Deciding between automated guided carts and traditional forklifts is a common early step on the automation journey — a lower-cost, more contained way to test automated transport before committing to full AGV/AMR fleets or fixed conveyor infrastructure.

What Automated Guided Carts Are

Automated guided carts are simpler, typically lighter-duty cousins of full AGVs, often designed for towing or carrying smaller loads such as totes, small parts bins, or light pallets along a defined route. They frequently use the same underlying guidance technologies as AGVs (magnetic tape, wire, or basic laser navigation) but at a lower cost point and with a narrower use case — moving materials in a straight or simple looped path rather than complex multi-destination routing.

What Forklifts Bring That Carts Don't

A traditional counterbalance or reach forklift, operated by a trained driver, offers flexibility that no fixed-route cart can match: it can respond instantly to unplanned tasks, navigate irregular or congested layouts, lift to variable heights, and handle a wide range of load types and weights.

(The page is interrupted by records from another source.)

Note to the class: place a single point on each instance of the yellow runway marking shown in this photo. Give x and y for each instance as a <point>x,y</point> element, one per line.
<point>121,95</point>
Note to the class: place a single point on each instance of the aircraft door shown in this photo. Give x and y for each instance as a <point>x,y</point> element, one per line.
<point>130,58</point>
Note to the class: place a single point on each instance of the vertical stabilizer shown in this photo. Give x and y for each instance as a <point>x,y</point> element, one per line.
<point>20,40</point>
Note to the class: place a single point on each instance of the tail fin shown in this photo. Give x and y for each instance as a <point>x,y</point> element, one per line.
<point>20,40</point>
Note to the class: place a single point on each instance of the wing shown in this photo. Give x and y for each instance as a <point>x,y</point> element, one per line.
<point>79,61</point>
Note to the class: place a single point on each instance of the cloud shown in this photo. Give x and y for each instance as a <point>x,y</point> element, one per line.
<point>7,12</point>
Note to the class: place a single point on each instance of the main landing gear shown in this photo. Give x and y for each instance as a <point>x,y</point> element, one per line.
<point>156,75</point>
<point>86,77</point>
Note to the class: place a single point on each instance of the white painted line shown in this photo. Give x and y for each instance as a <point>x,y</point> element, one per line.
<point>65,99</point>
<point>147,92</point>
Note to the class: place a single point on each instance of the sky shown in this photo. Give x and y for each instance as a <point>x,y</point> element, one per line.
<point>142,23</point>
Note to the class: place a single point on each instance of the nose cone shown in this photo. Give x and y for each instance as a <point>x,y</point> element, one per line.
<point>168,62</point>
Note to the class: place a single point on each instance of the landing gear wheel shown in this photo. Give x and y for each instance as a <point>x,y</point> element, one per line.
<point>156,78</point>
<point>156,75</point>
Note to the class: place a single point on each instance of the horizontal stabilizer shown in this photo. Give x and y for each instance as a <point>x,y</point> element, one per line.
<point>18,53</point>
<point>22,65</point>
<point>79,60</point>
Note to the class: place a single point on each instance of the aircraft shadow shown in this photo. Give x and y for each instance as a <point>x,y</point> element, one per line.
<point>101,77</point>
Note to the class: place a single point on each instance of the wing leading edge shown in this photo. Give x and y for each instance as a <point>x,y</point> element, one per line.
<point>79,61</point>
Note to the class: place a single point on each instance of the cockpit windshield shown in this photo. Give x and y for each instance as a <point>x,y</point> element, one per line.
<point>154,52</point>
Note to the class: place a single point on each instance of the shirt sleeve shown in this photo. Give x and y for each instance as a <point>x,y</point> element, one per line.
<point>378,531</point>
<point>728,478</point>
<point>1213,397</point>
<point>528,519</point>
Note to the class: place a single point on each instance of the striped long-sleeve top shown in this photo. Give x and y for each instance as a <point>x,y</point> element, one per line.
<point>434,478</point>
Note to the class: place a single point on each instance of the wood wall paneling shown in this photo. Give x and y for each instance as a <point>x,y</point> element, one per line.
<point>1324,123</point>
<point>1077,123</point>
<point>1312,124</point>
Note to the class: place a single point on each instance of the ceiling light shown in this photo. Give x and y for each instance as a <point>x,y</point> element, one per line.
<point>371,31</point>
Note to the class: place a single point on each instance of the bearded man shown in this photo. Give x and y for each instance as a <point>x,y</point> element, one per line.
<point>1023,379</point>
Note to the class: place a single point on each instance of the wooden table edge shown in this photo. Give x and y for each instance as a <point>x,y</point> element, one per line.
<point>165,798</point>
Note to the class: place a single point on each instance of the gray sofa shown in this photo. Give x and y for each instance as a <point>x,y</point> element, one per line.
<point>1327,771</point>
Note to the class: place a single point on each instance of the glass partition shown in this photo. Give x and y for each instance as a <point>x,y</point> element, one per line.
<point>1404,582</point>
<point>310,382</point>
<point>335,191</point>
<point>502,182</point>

Forklifts remain indispensable in dynamic environments — cross-docking, irregular put-away, and emergency reshuffling of inventory — where automated carts would need to stop and wait for a route to clear.

Automated Guided Cart Fixed route, light loads Manual Forklift Any route, variable loads
Where Automated Carts Make Sense
  • Repetitive transport of small, uniform loads between two or three fixed points
  • Reducing forklift traffic (and associated safety risk) in congested pedestrian areas
  • Freeing forklift operators from low-value repetitive runs to focus on higher-skill tasks
  • Low-cost entry point for testing automated material transport before larger AGV/AMR investment
Safety and Coexistence

Mixing forklifts and automated carts on the same floor requires clear rules: defined right-of-way, adequate sensor-based stopping distance for the cart, and visual or audible signaling so forklift drivers are aware of automated traffic. Poorly planned coexistence is a common source of near-misses in early automation rollouts, so a pilot phase with a clearly separated or lightly trafficked route is strongly advisable.

Making the Decision

The right choice depends on task variability. Predictable, repetitive routes with light loads favor automated carts; anything requiring judgment, flexible routing, or heavy/variable loads still favors a human-operated forklift. Most warehouses do not replace forklifts entirely — they offload the most repetitive fraction of forklift work to automated carts and keep forklifts for the variable, judgment-heavy remainder.